Poster
in
Workshop: Workshop on Spurious Correlation and Shortcut Learning: Foundations and Solutions
Multi-token prediction boosts creativity in algorithmic tasks
Vaishnavh Nagarajan · Chen Wu · Charles Ding · Aditi Raghunathan
Keywords: [ next-token prediction ] [ planning ] [ multi-token prediction ] [ creativity ] [ diffusion ] [ short cuts ]
In open-ended tasks --- such as designing word problems or discovering novel proofs --- the goal is not only correctness but also diversity and originality. Often, this requires a far-sighted, creative leap of thought. We argue that this requirement is misaligned with the objective of next-token prediction (NTP). To formulate our intuition, we design a suite of minimal algorithmic tasks loosely based on real-world creative endeavors.
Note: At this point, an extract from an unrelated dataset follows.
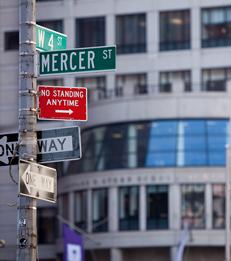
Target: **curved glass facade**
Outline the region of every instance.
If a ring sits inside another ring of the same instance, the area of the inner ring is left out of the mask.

Concretely, our tasks require an open-ended stochastic planning step that (a) discovers new connections in a knowledge graph (loosely inspired by word-play, humor or drawing analogies) or (b) constructs new patterns (loosely inspired by constructing word problems, puzzles or mysteries). We then conceptually and empirically argue how NTP leads to myopic shortcut-learning and excessive memorization, limiting its ability to generate novel solutions. In contrast, we find that multi-token approaches, namely teacherless training and diffusion models, can overcome these limitations and comparatively excel on our algorithmic test-bed. Orthogonally, we find that creativity in our tasks is greatly improved by training with a random hash prefix (which we dub as ``{hash-conditioning''). Thus our work offers a principled, minimal test-bed for studying open-ended forms of intelligence and also a new angle to take a more serious interest in the paradigm of multi-token prediction.